Il n'était pas retourné chez lui. Jehan avait voyagé, à la recherche d'une raison à son existence. Muet, enfermé dans sa tristesse et ses regrets, sa passion pour la chanson lui avait permis, au bout de quelques mois, de s'ouvrir à nouveau aux autres. Lui qui, jusqu'alors, jouait les mercenaires en échange de quelques sous, abandonna la voie du guerrier pour se consacrer à la musique.
Il voyageait, chantait, récoltait quelques sous. La faim et la soif le frappaient régulièrement, mais tout cela n'était que juste châtiment. Jehan méritait les souffrances, les épreuves, les difficultés. Du moins, c'était ce qu'il estimait...
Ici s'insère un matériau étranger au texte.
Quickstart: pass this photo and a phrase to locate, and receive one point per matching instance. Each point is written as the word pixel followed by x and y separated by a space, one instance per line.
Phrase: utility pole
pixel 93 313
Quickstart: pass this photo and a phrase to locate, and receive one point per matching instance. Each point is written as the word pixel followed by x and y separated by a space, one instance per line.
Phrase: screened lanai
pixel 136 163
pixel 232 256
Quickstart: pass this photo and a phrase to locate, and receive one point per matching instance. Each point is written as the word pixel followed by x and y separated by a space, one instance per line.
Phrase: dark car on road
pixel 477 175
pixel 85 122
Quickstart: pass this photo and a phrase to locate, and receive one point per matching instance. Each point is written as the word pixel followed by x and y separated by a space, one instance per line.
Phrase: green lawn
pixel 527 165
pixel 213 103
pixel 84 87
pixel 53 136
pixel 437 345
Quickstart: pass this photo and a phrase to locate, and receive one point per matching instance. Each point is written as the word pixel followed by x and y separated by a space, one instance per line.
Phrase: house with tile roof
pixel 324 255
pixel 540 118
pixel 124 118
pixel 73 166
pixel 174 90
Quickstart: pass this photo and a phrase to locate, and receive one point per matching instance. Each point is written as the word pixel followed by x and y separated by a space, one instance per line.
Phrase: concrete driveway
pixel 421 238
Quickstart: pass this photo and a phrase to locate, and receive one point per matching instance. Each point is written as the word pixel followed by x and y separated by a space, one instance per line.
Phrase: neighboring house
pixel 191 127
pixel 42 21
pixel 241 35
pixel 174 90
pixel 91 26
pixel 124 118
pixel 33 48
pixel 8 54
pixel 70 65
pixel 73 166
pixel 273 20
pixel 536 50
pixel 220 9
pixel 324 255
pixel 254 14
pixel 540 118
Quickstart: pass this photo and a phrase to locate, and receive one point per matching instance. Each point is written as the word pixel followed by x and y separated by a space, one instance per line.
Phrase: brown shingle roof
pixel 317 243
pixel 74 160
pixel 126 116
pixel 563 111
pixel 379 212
Il allait là où le vent le portait, sans réflexion, sans but, cherchant simplement un sens à sa vie. Ses pensées étaient peuplées du souvenir de Nellie, qu'il chérissait toujours de cet amour sans égal. Souvent, il l'entendait. Parfois, il la voyait. Il croyait sentir ses bras le serrer, sa voix lui murmurer des choses à son oreille... Elle était là. A ses côtés. Toujours.
Nellie était sa muse. Il louait sa beauté au travers de ses chansons, sa vivacité d'esprit, les anecdotes de leur enfance. Elle ne le quittait jamais vraiment, malgré la mort qui les séparait. Il continuait à l'aimer comme au premier jour, d'une passion inextinguible.
La lumière lui vint au sein de la ville aux Milles Tours, Lorgol. On nota la qualité de ses performances, ses muscles, son allure intimidante... Il lui fallut peu de temps pour être abordé par un membre de la Cour des Miracles, qui lui sentait un véritable potentiel.
Jehan n'était ni voleur ni mendiant et encore moins taillé pour l'espionnage. On l'imaginait assez peu jouer de ses "charmes" pour attirer le chaland. Mais il pourrait trouver sa place au sein de la Caravane des Plaisirs. Protégeant le convoi et ses occupants, tout en offrant une distraction par la beauté mélancolique de sa voix et de ses textes...
Jehan trouva une famille. Une mission. Quelque chose à faire de sa vie, des gens à protéger, à préserver... Il n'avait pas hésité à accepter. Cela fait maintenant neuf années qu'il évolue dans tout le continent, escortant la Caravane, les fils et filles de la Caravane. Neuf années qu'il est accepté, aimé, estimé.
Zélé, Jehan protège les fils et filles de la Caravane, veille à ce qu'aucun mal ne leur soit fait, préserve leur dignité et leurs limites. Nellie aurait été fière de lui... Elle devait l'être, en vérité. C'était ce qu'elle lui soufflait, quand elle lui apparaissait. Je suis si fière de toi.